Mulheres sofrem violência em maternidades públicas

Erosão da ética

Uma pesquisa apresentada à Faculdade de Medicina da USP (FMUSP) revela que grávidas em trabalho de parto sofrem diversos maus tratos e desrespeitos por parte dos profissionais de saúde nas maternidades públicas.

Segundo a análise, esse tipo de violência, além de apontar para os problemas estruturais da saúde pública, revela a "erosão" da qualidade ética das interações entre profissionais e pacientes, a banalização do sofrimento e uma cultura institucional marcada por estereótipos de classe e gênero.

Autora do trabalho, a psicóloga Janaína Marques de Aguiar explica que essa violência acontece de diversas formas: negligência na assistência, discriminação social e racial, gritos, ameaças, repreensão, piadas jocosas, a não permissão de um acompanhante à escolha da paciente - direito que é garantido por lei - e até mesmo a não utilização de medicação para alívio da dor, quando for tecnicamente indicada.

Muitas vezes, esse tipo de violência acontece quando as pacientes manifestam o seu sofrimento. "Elas já chegam ao atendimento público alertadas por mães, irmãs ou vizinhas que quem grita sofre mais: é deixada para ser atendida por último ou é maltratada."

Violência nas maternidades

Para a realização desse trabalho, a psicóloga entrevistou 21 mulheres que estavam no período de até três meses após o parto em três Unidades Básicas de Saúde (UBS) de São Paulo, além de 18 profissionais da saúde pública.

A partir das entrevistas, Janaína constatou que a violência institucional é banalizada e, portanto, invisibilizada por grande parte dos profissionais, que nem sempre identificam esses desrespeitos e maus tratos como uma forma de violência.

"Muitas vezes, essas atitudes são vistas como uma brincadeira ou como uma tentativa do médico de fazer com que a paciente o escute." A pesquisadora relata que é frequente o uso de ameaças para que a paciente não grite e não faça escândalo.

"São comuns frases do tipo: 'Está chorando/gritando por quê? Na hora de fazer não chorou/gritou.' Esse jargão é bastante comum e aponta para a crença, ainda frequente nos dias de hoje, de que a dor do parto é o preço a ser pago pelo prazer sexual", diz a pesquisadora.

Além disso, muitos dos profissionais entrevistados ressaltam a falta de anestesistas de plantão para analgesias de parto normal. A situação também é um flagrante da precariedade do sistema e de uma cultura institucional que ainda negligencia a humanização da assistência.

Objeto, e não pessoa

Janaína ressalta que a violência acontece porque o outro é tomado como um objeto de intervenção e não como um sujeito. "A complexidade desse tema envolve desde a precarização do sistema público de saúde até a própria formação dos profissionais, que muitas vezes não é voltada para uma humanização da assistência", explica.

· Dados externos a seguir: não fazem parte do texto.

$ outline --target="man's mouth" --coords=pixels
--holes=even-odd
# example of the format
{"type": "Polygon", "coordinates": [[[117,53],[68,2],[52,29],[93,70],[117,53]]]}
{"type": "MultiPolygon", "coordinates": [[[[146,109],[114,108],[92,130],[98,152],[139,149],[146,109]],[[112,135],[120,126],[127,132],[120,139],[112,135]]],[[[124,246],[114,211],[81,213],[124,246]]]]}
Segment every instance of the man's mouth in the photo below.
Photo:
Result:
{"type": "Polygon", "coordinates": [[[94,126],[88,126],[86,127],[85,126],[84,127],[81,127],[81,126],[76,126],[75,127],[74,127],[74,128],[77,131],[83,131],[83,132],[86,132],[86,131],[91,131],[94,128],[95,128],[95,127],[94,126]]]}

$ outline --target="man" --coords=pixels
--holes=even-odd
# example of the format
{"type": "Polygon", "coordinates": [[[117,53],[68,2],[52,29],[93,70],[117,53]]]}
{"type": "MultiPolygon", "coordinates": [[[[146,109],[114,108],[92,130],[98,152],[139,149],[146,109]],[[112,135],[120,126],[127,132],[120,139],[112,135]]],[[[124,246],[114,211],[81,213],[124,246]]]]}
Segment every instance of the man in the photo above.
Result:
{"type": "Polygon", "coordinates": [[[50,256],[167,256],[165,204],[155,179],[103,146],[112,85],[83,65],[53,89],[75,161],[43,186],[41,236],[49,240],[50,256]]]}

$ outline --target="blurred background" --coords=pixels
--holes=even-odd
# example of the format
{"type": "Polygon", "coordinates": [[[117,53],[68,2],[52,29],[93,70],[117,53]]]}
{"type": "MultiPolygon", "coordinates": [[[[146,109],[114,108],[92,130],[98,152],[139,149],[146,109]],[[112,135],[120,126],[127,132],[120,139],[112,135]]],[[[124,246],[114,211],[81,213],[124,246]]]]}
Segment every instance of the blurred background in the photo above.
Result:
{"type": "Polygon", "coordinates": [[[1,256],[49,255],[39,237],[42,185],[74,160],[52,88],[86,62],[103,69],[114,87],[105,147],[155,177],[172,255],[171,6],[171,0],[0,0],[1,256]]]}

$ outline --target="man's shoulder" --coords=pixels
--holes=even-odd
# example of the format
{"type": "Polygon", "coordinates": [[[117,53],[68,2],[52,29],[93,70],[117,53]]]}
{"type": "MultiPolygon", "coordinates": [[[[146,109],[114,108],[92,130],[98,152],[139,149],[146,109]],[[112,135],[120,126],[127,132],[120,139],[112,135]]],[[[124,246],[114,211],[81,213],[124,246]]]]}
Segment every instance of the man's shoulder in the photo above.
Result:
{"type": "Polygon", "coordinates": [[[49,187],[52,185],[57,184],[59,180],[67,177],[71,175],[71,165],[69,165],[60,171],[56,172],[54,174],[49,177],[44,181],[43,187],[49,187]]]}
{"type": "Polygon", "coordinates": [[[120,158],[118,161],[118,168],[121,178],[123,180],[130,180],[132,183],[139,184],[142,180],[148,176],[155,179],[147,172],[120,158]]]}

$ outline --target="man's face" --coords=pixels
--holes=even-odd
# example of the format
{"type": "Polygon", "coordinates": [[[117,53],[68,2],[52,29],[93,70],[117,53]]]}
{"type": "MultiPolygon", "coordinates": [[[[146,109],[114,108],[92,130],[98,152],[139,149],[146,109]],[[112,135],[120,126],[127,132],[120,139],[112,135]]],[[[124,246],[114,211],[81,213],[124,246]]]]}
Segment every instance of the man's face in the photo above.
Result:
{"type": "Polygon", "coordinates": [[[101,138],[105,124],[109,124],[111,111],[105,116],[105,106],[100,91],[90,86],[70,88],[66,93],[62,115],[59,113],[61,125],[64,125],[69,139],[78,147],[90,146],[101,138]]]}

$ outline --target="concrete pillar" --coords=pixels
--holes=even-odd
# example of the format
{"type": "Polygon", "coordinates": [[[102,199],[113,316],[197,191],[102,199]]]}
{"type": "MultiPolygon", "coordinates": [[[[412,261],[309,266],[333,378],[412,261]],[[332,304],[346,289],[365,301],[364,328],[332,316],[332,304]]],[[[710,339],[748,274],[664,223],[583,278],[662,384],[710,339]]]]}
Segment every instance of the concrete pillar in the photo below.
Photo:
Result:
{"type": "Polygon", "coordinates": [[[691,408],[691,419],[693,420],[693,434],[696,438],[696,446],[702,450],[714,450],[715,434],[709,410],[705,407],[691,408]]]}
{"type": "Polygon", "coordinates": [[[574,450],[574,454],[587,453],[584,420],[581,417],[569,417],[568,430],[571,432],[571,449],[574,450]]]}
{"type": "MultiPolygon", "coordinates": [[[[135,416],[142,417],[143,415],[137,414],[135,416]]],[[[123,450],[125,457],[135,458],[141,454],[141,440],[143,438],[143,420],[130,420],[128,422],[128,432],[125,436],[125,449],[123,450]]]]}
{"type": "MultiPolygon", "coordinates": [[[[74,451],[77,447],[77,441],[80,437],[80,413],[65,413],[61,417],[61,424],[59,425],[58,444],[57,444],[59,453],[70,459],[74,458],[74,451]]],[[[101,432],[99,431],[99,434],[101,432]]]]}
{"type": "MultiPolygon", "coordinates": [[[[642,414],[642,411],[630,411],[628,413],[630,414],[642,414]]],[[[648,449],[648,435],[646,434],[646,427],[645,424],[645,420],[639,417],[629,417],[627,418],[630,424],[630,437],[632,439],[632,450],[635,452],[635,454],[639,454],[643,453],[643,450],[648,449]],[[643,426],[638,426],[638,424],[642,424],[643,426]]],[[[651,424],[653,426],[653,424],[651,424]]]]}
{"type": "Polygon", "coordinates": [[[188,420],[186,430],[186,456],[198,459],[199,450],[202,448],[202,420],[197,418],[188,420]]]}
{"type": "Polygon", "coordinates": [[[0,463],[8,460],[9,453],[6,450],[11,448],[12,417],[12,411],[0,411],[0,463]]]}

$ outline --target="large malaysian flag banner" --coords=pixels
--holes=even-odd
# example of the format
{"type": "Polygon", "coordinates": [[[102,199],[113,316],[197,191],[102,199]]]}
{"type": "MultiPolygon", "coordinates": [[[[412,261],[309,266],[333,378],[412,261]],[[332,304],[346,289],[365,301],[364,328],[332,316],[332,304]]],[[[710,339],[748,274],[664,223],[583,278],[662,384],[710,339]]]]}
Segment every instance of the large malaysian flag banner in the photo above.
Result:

Como pano de fundo da violência institucional está a ruptura na comunicação, no diálogo entre profissionais e pacientes. Omitir informações, não informar sobre os procedimentos realizados, não negociar com a paciente a realização desses procedimentos, viola os seus direitos e nega sua autonomia. Isso pode gerar maior estresse para a mulher que está sendo atendida, dificultando uma comunicação eficaz.

Janaína ressalta ainda que mesmo em um contexto de dificuldades estruturais, com falta de recursos humanos e materiais, com alta demanda de atendimentos em pouco tempo, muitos profissionais conseguem dar uma assistência humanizada para suas pacientes. "Há, portanto, possibilidades de uma assistência sem violência. Mas é preciso reconhecer que essa violência existe, saber como e por que ela acontece para que se possa combatê-la."